How much the rate rise could increase mortgage payments in each capital – Units
| City | Current median value | Loan amount | Current monthly repayments | Monthly repayments with 25bp hike | Monthly difference |
| Sydney | $871,000 | $696,800 | $3,956.35 | $4,066.34 | $109.98 |
| Brisbane | $811,000 | $648,800 | $3,683.82 | $3,786.22 | $102.41 |
| Perth | $676,000 | $540,800 | $3,070.60 | $3,155.96 | $85.36 |
| Adelaide | $686,000 | $548,800 | $3,116.03 | $3,202.65 | $86.62 |
| Canberra | $593,000 | $474,400 | $2,693.59 | $2,768.47 | $74.88 |
| Melbourne | $624,000 | $499,200 | $2,834.40 | $2,913.20 | $78.79 |
| Hobart | $590,000 | $472,000 | $2,679.96 | $2,754.46 | $74.50 |
| Darwin | $441,000 | $352,800 | $2,003.16 | $2,058.85 | $55.69 |
The median value of a unit is similar in Melbourne, Perth and Adelaide, where repayments are forecast to rise $79, $85 and $87 a month respectively.
The latest realestate.com.au Property Market Outlook expects property prices to rise by between 6-8% in 2026, slightly weaker than the pace of growth seen in 2025.
The median price of a home in a capital is currently sitting at a record high of $988,000.
Affordability warning
The Real Estate Institute of Australia issued a stark warning on housing affordability following Tuesday’s rate hike, saying progress will continue to stall.
While average loan repayments accounts for a massive 47% of median family income in Australia, last year had brought significant improvements.
Loan repayments on property make up almost half of median family income across Australia. Picture: Getty
The three rate cuts handed down by the Reserve Bank in 2025 saw three consecutive quarters of affordability improvement, which is now at high risk of being reversed.
“This rate increase threatens to halt positive momentum and will place renewed pressure on buyers and mortgage holders,” Real Estate Institute of Australia president Jacob Caine said.
“Chronic supply shortages drive higher prices, higher inflation and, ultimately, higher interest rates.”
Federal Minister for Housing Clare O’Neil acknowledged the rate hike is “a really tough moment for Australian households”, admitting the government has a key role to play in softening the blow.

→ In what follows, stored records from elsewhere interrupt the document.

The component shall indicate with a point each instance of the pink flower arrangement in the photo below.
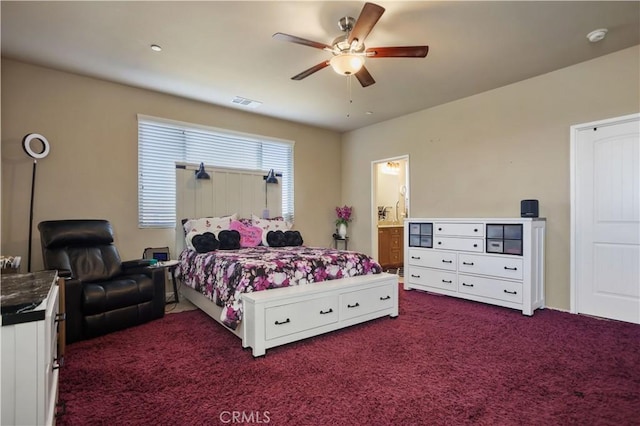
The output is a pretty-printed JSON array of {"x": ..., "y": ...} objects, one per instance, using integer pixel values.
[{"x": 344, "y": 215}]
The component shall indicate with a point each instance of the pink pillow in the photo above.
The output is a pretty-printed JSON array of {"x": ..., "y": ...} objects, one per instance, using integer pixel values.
[{"x": 250, "y": 236}]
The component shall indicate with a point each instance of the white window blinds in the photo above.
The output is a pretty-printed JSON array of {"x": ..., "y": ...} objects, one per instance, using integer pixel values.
[{"x": 162, "y": 143}]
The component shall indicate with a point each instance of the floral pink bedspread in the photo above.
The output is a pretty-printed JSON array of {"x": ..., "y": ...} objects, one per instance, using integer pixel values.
[{"x": 223, "y": 275}]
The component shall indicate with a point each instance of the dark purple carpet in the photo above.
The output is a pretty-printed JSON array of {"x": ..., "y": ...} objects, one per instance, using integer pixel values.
[{"x": 443, "y": 361}]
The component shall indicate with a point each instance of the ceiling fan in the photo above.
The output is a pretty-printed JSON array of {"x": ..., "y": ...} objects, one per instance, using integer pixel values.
[{"x": 349, "y": 51}]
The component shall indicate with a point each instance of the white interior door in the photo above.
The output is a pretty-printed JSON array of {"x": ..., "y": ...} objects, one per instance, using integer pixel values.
[{"x": 606, "y": 219}]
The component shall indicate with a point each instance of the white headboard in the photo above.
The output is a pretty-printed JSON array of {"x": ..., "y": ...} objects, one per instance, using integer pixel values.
[{"x": 228, "y": 191}]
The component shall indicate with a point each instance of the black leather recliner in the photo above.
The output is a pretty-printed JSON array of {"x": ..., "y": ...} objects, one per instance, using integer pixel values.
[{"x": 102, "y": 293}]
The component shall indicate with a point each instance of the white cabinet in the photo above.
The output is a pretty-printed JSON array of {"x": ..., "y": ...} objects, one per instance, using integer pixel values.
[
  {"x": 30, "y": 357},
  {"x": 285, "y": 315},
  {"x": 496, "y": 261}
]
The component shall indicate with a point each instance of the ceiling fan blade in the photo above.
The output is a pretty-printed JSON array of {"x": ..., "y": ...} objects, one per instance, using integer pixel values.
[
  {"x": 368, "y": 17},
  {"x": 307, "y": 73},
  {"x": 298, "y": 40},
  {"x": 398, "y": 52},
  {"x": 364, "y": 77}
]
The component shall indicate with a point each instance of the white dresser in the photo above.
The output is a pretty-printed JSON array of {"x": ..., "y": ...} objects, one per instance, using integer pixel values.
[
  {"x": 498, "y": 260},
  {"x": 30, "y": 351}
]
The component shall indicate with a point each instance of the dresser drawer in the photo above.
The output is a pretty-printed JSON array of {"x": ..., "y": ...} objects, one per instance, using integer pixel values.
[
  {"x": 497, "y": 266},
  {"x": 492, "y": 288},
  {"x": 433, "y": 259},
  {"x": 295, "y": 317},
  {"x": 433, "y": 278},
  {"x": 462, "y": 244},
  {"x": 458, "y": 229},
  {"x": 362, "y": 302}
]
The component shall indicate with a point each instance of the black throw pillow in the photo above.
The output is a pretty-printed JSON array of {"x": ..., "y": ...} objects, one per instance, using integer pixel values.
[
  {"x": 292, "y": 238},
  {"x": 204, "y": 243},
  {"x": 275, "y": 239},
  {"x": 229, "y": 240}
]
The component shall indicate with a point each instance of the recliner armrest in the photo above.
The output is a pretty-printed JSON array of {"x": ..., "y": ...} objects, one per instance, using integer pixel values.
[
  {"x": 138, "y": 263},
  {"x": 64, "y": 273}
]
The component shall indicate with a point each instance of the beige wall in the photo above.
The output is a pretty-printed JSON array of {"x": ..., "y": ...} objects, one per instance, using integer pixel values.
[
  {"x": 479, "y": 156},
  {"x": 91, "y": 171}
]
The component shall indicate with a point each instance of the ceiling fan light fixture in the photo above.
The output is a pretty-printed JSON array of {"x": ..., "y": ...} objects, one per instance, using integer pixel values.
[{"x": 347, "y": 63}]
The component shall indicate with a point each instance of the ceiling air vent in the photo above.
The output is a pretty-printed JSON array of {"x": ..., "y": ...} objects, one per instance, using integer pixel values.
[{"x": 248, "y": 103}]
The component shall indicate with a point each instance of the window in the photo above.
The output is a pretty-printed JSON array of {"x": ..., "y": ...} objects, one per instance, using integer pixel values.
[{"x": 161, "y": 143}]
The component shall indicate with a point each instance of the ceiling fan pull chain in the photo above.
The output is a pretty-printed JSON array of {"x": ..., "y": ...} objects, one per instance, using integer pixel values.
[{"x": 350, "y": 95}]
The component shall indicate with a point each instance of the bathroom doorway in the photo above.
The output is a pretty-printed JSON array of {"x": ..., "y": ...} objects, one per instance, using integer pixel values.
[{"x": 390, "y": 205}]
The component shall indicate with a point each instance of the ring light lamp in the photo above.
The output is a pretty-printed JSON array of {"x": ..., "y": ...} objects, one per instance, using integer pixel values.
[{"x": 26, "y": 145}]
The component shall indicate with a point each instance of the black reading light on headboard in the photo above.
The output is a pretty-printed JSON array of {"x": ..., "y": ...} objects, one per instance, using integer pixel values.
[
  {"x": 271, "y": 177},
  {"x": 201, "y": 173}
]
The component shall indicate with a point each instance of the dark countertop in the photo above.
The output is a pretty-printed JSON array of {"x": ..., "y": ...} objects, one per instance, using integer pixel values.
[{"x": 22, "y": 294}]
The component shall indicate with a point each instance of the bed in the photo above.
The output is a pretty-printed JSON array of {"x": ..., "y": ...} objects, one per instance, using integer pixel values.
[{"x": 270, "y": 296}]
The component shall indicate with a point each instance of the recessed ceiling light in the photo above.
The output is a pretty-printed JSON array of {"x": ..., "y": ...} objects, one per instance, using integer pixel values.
[{"x": 597, "y": 35}]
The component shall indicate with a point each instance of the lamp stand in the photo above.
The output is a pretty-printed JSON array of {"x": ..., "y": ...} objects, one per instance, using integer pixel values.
[{"x": 33, "y": 185}]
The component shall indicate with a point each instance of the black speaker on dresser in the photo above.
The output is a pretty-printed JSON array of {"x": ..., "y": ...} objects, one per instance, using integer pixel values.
[{"x": 529, "y": 208}]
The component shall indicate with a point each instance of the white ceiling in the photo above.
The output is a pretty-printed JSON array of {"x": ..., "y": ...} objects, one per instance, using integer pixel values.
[{"x": 214, "y": 51}]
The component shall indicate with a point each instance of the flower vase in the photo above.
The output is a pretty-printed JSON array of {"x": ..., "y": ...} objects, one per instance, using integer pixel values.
[{"x": 342, "y": 230}]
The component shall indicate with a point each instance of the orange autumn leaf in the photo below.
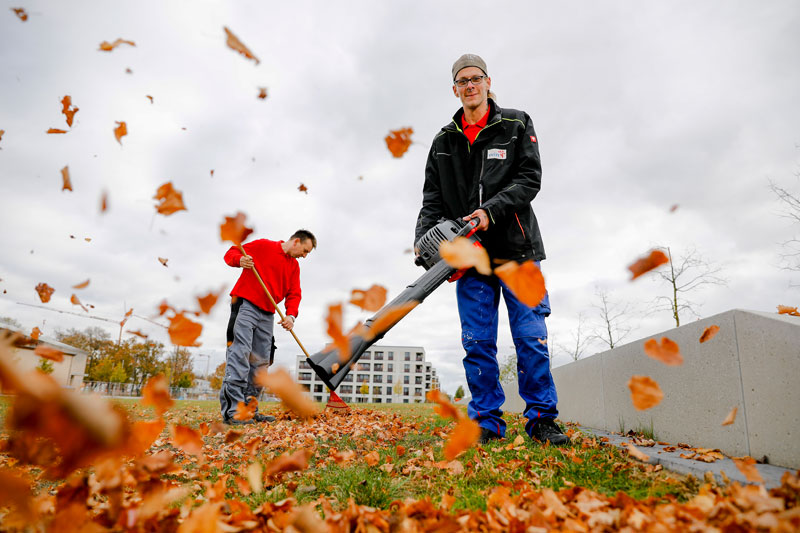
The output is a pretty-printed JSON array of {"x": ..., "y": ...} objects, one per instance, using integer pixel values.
[
  {"x": 234, "y": 43},
  {"x": 730, "y": 418},
  {"x": 182, "y": 331},
  {"x": 68, "y": 109},
  {"x": 288, "y": 463},
  {"x": 462, "y": 253},
  {"x": 334, "y": 321},
  {"x": 106, "y": 46},
  {"x": 709, "y": 333},
  {"x": 281, "y": 384},
  {"x": 786, "y": 310},
  {"x": 20, "y": 12},
  {"x": 463, "y": 436},
  {"x": 171, "y": 199},
  {"x": 75, "y": 301},
  {"x": 398, "y": 141},
  {"x": 120, "y": 131},
  {"x": 187, "y": 439},
  {"x": 233, "y": 229},
  {"x": 525, "y": 281},
  {"x": 246, "y": 411},
  {"x": 636, "y": 453},
  {"x": 66, "y": 183},
  {"x": 388, "y": 318},
  {"x": 645, "y": 392},
  {"x": 49, "y": 353},
  {"x": 45, "y": 292},
  {"x": 371, "y": 299},
  {"x": 647, "y": 263},
  {"x": 156, "y": 394},
  {"x": 667, "y": 351},
  {"x": 747, "y": 466}
]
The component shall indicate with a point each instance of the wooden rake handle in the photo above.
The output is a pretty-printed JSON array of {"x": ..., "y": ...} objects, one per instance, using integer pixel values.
[{"x": 272, "y": 300}]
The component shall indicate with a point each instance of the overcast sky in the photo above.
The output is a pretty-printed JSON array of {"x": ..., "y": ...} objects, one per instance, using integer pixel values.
[{"x": 637, "y": 107}]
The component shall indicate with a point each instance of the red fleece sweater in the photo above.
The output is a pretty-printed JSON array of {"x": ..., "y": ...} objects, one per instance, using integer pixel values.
[{"x": 281, "y": 275}]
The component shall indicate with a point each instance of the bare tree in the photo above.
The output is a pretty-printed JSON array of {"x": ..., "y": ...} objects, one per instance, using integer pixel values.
[
  {"x": 688, "y": 273},
  {"x": 614, "y": 326},
  {"x": 791, "y": 204}
]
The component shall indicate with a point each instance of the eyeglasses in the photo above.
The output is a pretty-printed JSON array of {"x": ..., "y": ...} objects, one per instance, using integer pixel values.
[{"x": 476, "y": 80}]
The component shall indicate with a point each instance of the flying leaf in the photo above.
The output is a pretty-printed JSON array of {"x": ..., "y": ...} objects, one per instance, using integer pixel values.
[
  {"x": 49, "y": 353},
  {"x": 335, "y": 331},
  {"x": 398, "y": 141},
  {"x": 461, "y": 253},
  {"x": 786, "y": 310},
  {"x": 387, "y": 318},
  {"x": 667, "y": 352},
  {"x": 20, "y": 12},
  {"x": 747, "y": 466},
  {"x": 288, "y": 463},
  {"x": 246, "y": 411},
  {"x": 525, "y": 281},
  {"x": 371, "y": 299},
  {"x": 637, "y": 453},
  {"x": 81, "y": 285},
  {"x": 730, "y": 418},
  {"x": 171, "y": 199},
  {"x": 647, "y": 263},
  {"x": 156, "y": 394},
  {"x": 67, "y": 184},
  {"x": 280, "y": 383},
  {"x": 45, "y": 292},
  {"x": 234, "y": 230},
  {"x": 75, "y": 301},
  {"x": 120, "y": 131},
  {"x": 182, "y": 331},
  {"x": 645, "y": 392},
  {"x": 709, "y": 333},
  {"x": 187, "y": 439},
  {"x": 68, "y": 109},
  {"x": 234, "y": 43},
  {"x": 106, "y": 46},
  {"x": 463, "y": 436}
]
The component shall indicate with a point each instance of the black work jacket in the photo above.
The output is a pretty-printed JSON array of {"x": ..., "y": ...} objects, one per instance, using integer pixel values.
[{"x": 500, "y": 173}]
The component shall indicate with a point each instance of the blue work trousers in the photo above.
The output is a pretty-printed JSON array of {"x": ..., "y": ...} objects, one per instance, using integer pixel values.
[{"x": 478, "y": 302}]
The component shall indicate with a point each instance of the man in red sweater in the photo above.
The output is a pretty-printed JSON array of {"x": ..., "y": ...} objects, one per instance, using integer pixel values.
[{"x": 250, "y": 327}]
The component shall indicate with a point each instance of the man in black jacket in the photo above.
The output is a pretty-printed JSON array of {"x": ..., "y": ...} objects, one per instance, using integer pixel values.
[{"x": 485, "y": 165}]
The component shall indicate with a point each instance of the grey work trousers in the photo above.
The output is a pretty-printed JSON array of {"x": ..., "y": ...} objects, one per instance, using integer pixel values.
[{"x": 247, "y": 354}]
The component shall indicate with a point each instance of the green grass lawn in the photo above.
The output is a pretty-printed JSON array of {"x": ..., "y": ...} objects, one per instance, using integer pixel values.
[{"x": 413, "y": 475}]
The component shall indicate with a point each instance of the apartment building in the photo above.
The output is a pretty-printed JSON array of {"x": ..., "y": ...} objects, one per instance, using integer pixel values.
[{"x": 392, "y": 374}]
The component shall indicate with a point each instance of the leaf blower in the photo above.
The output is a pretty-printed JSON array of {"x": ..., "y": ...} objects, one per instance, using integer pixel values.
[{"x": 329, "y": 364}]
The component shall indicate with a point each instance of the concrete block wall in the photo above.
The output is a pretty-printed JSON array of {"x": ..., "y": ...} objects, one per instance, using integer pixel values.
[{"x": 753, "y": 363}]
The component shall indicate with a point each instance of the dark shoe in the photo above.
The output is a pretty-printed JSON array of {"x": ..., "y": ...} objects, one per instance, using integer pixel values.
[
  {"x": 546, "y": 429},
  {"x": 234, "y": 422},
  {"x": 488, "y": 435}
]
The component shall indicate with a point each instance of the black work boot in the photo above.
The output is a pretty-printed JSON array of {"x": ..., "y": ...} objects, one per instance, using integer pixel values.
[
  {"x": 546, "y": 429},
  {"x": 488, "y": 435}
]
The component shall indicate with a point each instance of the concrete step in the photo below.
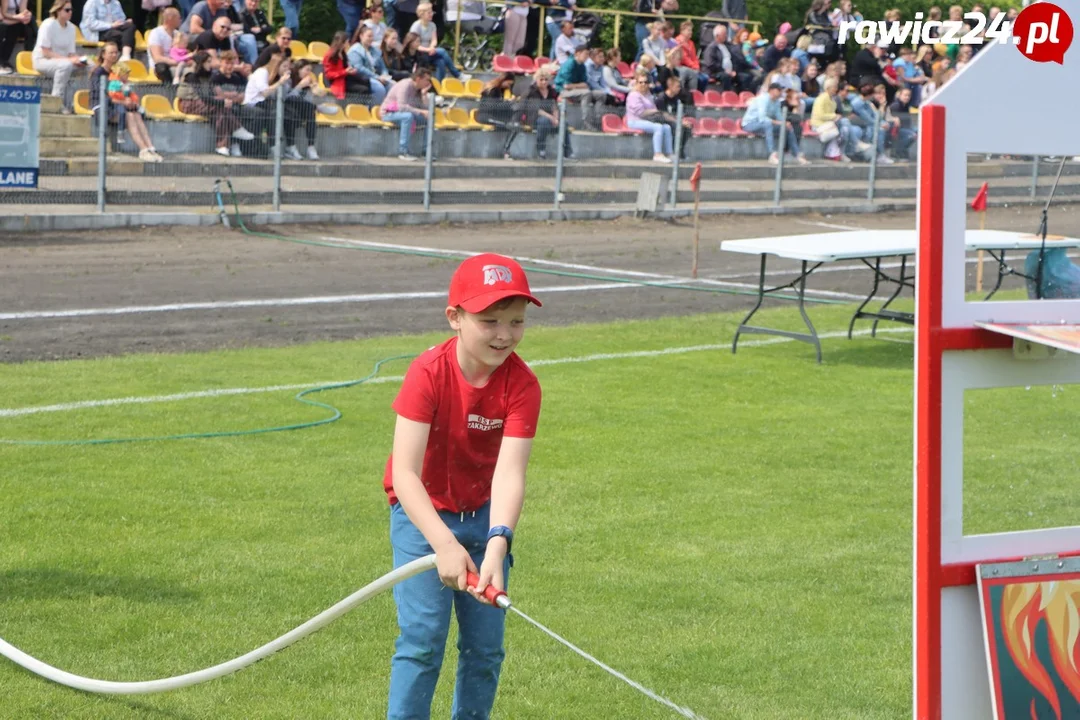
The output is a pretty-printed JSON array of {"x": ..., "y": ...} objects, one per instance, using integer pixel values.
[
  {"x": 67, "y": 147},
  {"x": 61, "y": 125}
]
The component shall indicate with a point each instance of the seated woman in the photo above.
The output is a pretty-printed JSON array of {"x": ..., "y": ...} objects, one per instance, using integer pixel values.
[
  {"x": 123, "y": 108},
  {"x": 198, "y": 97},
  {"x": 541, "y": 111},
  {"x": 496, "y": 108},
  {"x": 403, "y": 106},
  {"x": 368, "y": 64},
  {"x": 642, "y": 114},
  {"x": 342, "y": 78},
  {"x": 16, "y": 21}
]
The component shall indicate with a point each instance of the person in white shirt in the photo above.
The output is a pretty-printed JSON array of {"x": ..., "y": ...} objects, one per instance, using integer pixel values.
[
  {"x": 160, "y": 41},
  {"x": 54, "y": 55}
]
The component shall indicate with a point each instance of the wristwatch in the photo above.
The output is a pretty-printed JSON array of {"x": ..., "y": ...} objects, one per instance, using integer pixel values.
[{"x": 502, "y": 531}]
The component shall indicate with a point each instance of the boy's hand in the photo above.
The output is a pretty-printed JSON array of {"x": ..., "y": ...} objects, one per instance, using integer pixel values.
[
  {"x": 490, "y": 570},
  {"x": 454, "y": 564}
]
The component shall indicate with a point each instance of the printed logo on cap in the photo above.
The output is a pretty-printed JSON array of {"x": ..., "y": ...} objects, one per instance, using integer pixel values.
[{"x": 497, "y": 273}]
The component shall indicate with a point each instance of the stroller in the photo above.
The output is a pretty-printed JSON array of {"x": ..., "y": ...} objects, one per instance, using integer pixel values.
[{"x": 480, "y": 24}]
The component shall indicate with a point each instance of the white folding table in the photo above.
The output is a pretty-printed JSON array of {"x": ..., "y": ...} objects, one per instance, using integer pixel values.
[{"x": 869, "y": 247}]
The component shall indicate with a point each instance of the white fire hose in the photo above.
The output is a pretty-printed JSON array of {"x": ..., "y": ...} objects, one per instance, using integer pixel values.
[{"x": 320, "y": 621}]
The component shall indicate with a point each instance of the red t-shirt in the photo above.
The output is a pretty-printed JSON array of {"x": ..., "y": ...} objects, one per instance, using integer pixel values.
[{"x": 467, "y": 423}]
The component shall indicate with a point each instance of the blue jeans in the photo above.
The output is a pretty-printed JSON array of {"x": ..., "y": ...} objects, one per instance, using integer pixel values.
[
  {"x": 769, "y": 131},
  {"x": 292, "y": 10},
  {"x": 406, "y": 121},
  {"x": 247, "y": 49},
  {"x": 351, "y": 14},
  {"x": 661, "y": 134},
  {"x": 423, "y": 617}
]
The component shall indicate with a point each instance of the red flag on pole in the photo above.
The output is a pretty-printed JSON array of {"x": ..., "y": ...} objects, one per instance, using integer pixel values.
[{"x": 979, "y": 204}]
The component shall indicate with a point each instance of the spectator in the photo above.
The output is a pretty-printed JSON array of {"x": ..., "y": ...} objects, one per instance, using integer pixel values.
[
  {"x": 124, "y": 111},
  {"x": 612, "y": 79},
  {"x": 302, "y": 96},
  {"x": 292, "y": 10},
  {"x": 833, "y": 130},
  {"x": 351, "y": 13},
  {"x": 342, "y": 77},
  {"x": 865, "y": 110},
  {"x": 429, "y": 43},
  {"x": 160, "y": 46},
  {"x": 565, "y": 44},
  {"x": 642, "y": 113},
  {"x": 901, "y": 109},
  {"x": 368, "y": 64},
  {"x": 281, "y": 44},
  {"x": 403, "y": 106},
  {"x": 774, "y": 52},
  {"x": 763, "y": 117},
  {"x": 653, "y": 45},
  {"x": 256, "y": 24},
  {"x": 205, "y": 13},
  {"x": 374, "y": 18},
  {"x": 648, "y": 13},
  {"x": 54, "y": 53},
  {"x": 571, "y": 83},
  {"x": 515, "y": 26},
  {"x": 846, "y": 13},
  {"x": 104, "y": 21},
  {"x": 801, "y": 54},
  {"x": 726, "y": 66},
  {"x": 497, "y": 109},
  {"x": 198, "y": 96},
  {"x": 260, "y": 102},
  {"x": 667, "y": 104},
  {"x": 541, "y": 112},
  {"x": 16, "y": 21},
  {"x": 393, "y": 58}
]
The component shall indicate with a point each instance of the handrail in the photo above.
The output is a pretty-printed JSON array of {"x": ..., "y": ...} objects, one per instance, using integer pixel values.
[{"x": 597, "y": 11}]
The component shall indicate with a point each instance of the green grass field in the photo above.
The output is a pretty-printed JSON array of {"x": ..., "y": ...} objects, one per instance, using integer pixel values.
[{"x": 732, "y": 531}]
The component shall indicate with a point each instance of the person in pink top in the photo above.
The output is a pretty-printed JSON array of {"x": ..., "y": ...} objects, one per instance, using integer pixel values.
[
  {"x": 642, "y": 113},
  {"x": 467, "y": 415}
]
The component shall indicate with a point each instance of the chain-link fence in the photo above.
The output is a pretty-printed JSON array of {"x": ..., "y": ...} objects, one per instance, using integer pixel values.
[{"x": 470, "y": 144}]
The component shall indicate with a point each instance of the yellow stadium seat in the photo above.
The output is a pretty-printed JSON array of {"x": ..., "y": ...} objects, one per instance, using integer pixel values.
[
  {"x": 453, "y": 87},
  {"x": 82, "y": 103},
  {"x": 82, "y": 42},
  {"x": 181, "y": 114},
  {"x": 24, "y": 63},
  {"x": 157, "y": 107}
]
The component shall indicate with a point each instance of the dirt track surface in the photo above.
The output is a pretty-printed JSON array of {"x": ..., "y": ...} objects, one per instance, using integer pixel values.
[{"x": 129, "y": 279}]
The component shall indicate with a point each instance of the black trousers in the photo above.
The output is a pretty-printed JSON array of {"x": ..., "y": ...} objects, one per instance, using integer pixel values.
[
  {"x": 11, "y": 34},
  {"x": 123, "y": 36}
]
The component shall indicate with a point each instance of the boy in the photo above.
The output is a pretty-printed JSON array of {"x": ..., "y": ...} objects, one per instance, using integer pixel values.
[{"x": 467, "y": 415}]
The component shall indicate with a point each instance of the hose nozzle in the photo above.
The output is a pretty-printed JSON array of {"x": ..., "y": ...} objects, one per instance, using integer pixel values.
[{"x": 494, "y": 595}]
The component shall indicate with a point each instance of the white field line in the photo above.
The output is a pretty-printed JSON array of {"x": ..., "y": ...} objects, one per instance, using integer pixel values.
[
  {"x": 571, "y": 267},
  {"x": 81, "y": 405}
]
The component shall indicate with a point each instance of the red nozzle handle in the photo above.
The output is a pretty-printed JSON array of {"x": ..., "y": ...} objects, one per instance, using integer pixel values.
[{"x": 491, "y": 593}]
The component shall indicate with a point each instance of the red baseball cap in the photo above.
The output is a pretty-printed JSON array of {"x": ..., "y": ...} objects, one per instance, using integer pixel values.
[{"x": 483, "y": 280}]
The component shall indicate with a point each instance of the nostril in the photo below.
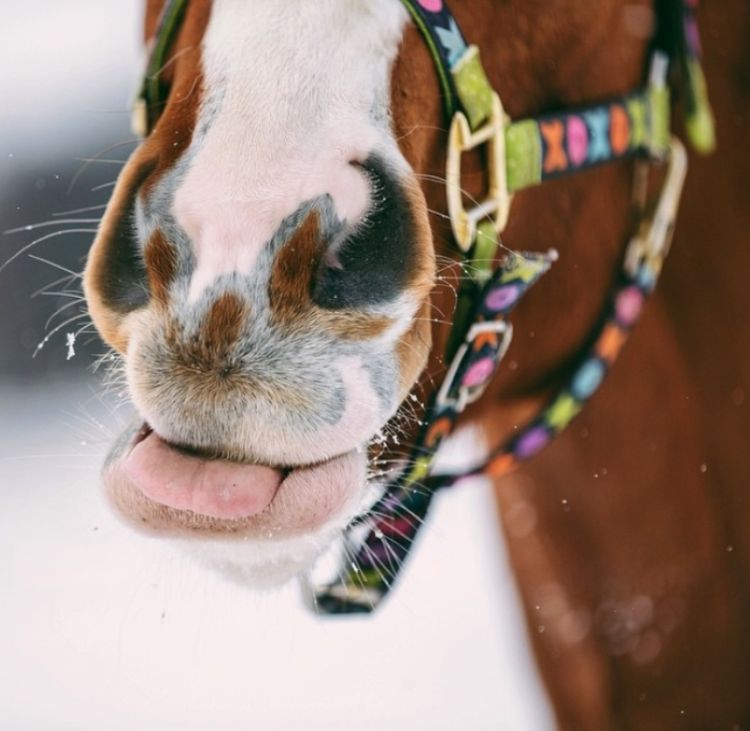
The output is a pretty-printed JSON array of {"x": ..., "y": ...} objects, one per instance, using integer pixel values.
[{"x": 372, "y": 263}]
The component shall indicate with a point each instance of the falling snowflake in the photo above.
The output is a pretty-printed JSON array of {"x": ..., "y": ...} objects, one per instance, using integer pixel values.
[{"x": 70, "y": 341}]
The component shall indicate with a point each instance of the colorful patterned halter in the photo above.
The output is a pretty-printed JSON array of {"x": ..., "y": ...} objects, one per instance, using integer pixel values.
[
  {"x": 520, "y": 154},
  {"x": 523, "y": 153}
]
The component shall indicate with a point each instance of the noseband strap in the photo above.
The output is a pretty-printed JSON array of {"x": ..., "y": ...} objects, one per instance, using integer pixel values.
[{"x": 520, "y": 154}]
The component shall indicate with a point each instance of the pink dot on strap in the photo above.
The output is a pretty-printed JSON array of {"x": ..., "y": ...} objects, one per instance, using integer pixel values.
[{"x": 478, "y": 373}]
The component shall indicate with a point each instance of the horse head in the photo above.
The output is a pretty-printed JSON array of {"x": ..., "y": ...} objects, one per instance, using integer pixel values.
[{"x": 266, "y": 267}]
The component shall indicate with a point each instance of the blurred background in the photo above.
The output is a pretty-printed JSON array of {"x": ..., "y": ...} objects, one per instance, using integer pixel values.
[{"x": 103, "y": 629}]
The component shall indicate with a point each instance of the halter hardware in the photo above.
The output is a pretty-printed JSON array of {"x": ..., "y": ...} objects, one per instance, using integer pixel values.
[
  {"x": 519, "y": 154},
  {"x": 469, "y": 393},
  {"x": 496, "y": 206}
]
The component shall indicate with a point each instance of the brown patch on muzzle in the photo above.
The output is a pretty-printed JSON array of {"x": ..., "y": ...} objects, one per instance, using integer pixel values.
[{"x": 120, "y": 277}]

“The government's got a really important job here and that is how we can provide as much cost-of-living support for families to help them manage this change without contributing to the inflation problem,” she said on Sunrise.
“Our government's only focus right now is on cost of living, cost of living, cost of living. What can we do to help relieve the pressure on your household without making this economic situation worse.”
Repayments could be under more pressure as the year goes on, with momentum already building around expectations for another rate hike.
Following Tuesday's interest rate hike and statement on monetary policy - which included updated economic forecasts on inflation expectations - Australia's largest lender CBA revised its interest rate forecast to now expect another 25 basis point increase in May, which would take the cash rate to 4.10%.
NAB also anticipates one more rate hike in 2026, while Westpac and ANZ both expect rates to remain on hold for the remainder of the year.
The RBA will make its next rates decision on 17 March.